We walked around to the other side of the vehicle. I pulled on some gloves, then swung open the right rear door. In spite of the cool early hour, the flies had already found the blood. I squared the aluminum case on the seat in front of me, pushed the thumb buttons, and watched the latches jump. One yellow legal pad with neat handwriting on the top page. Two pens, two pencils, and a tiny calculator. An address book. A datebook. A small tape recorder, a digital camera, and a .45 automatic Colt pistol in a heavily oiled leather holster. With a pencil I poked and pried around the items, looking for something hidden or loose or out of place. But all of it was splendidly organized into cutouts in the foam that lined both the bottom and the lid.
Cops and their guns, I thought. Pretty much inseparable, right up to the end.
‘Look how organized he was,’ said McKenzie. ‘Must have cut the foam himself to get it all neat like that.’
I put the automatic garage door opener in the briefcase, closed it up, and locked it in the trunk of my car.
A tall, slender man in a long black coat came skidding down the hillside, well away from the crime-scene tape, feet turned sideways and leaning back for balance. It took me a second to recognize him. It was Ethics Authority director Erik Kaven, a man feared in the same way that his investigator Garrett Asplundh had been feared.
‘He got the news pretty fast,’ said McKenzie.
Kaven sized up the scene and came toward us. His handshake was strong.
‘Garrett?’ he asked.
I nodded.
‘Robbery?’
‘Suicide looks more like it,’ said McKenzie.

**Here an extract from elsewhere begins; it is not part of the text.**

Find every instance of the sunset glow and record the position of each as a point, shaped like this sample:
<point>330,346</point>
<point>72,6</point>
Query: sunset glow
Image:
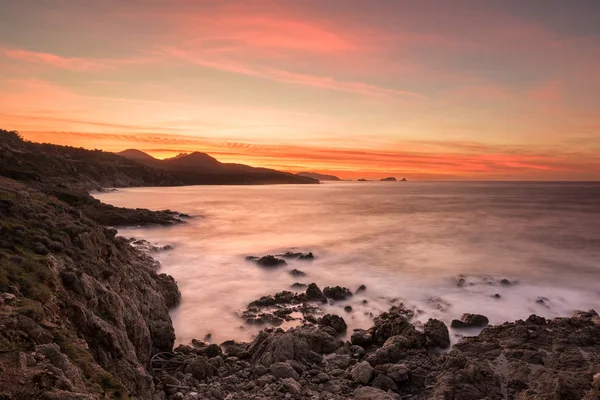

‘It wasn’t suicide,’ said Kaven. He looked at McKenzie, then me. Kaven was tall and big-jawed, and his face was deeply lined. His gray-brown hair was thick, straight, and undisciplined. He wore a gunslinger’s mustache that somehow looked right on him. I guessed him at fifty. He’d been a district federal judge here in San Diego before signing on to lead the new Ethics Authority two years ago. Kaven had made big news when he shot two bank robbers out in El Cajon one Friday afternoon. Two shots, two dead men. He carried a gun on the bench, and he’d just gotten off work. He’d been depositing his paycheck when the robbers’ guns came out. His eyes were deep-set and pointedly suspicious.